Here are five names to watch in Mississauga and Peel politics in 2017.Sue McFadden (Mississauga Ward 10 councillor)

Councillor Sue McFadden is taking Mayor Bonnie Crombie's spot on the Police Services Board as of January 2017 and will remain until December 31, 2018. Mayor Crombie, who served before McFadden took over, has been pursuing a seemingly more activist agenda pertaining to police accountability, streets checks and diversifying police hiring practices. She often butted heads with Chief Jennifer Evans, and alongside Brampton Mayor Linda Jeffrey and Chair Amrik Ahluwalia, made policing issues relevant to the public.

There may be a slightly different tone this coming term on the Police Board, at least from Mississauga's representative. Councillor McFadden indicated she would take a more constructive approach, and she has indicated that her community (Ward 10) overwhelmingly supports street checks. With the Police Board having to deal with Evans' contract coming up for renewal and a $21 million lawsuit involving a woman who was allegedly shot by an officer, it looks like the Peel Police Services Board will still be dealing with contentious issues in 2017.

But instead of seeing a Mississauga representative spearheading reforms, we may see someone who will side more with Chief Evans' methods in Councillor McFadden and that will be an interesting dynamic to watch.

Karen Ras (Mississauga Ward 2 Councillor)

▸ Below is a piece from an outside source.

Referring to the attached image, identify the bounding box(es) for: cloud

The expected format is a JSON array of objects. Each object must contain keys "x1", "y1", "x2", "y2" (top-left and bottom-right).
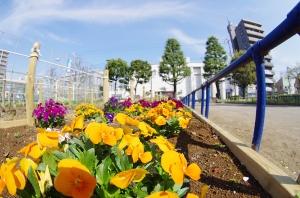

Ward 2 Councillor Karen Ras is not exactly a household name in Mississauga local politics. She won her council seat in 2014 after the long time incumbent retired and since then has kept a low profile. Her most prominent initiative has been to introduce a motion calling for a ban on door-to-door sales in Mississauga, and it seems the province agreed with Councillor Ras' actions when they introduced legislation to do the same thing across Ontario.

Ras is also one of those rare politicians on council who frequently questions her colleagues and staff about spending and fiscal prudency. She raised hard questions during the 2017 budget debates last month, but her most memorable moment, in my opinion, was when Mississauga council voted to approve spending almost $400,000 on a Cirque Du Soleil-style spectacle called Cavalia and she was the only councillor to ask where the money was actually coming from and not getting too swayed by the fanfare.

I expect Councillor Ras to continue being one a fiscal conservative on council. The majority of council do quip from time to time about controlling costs, but it seems most of them are moving in a general direction of "thinking big" and worrying less about the financial realities Mississauga currently is in. Ras is providing that grounded approach and bringing things back down to a level of sensible reality.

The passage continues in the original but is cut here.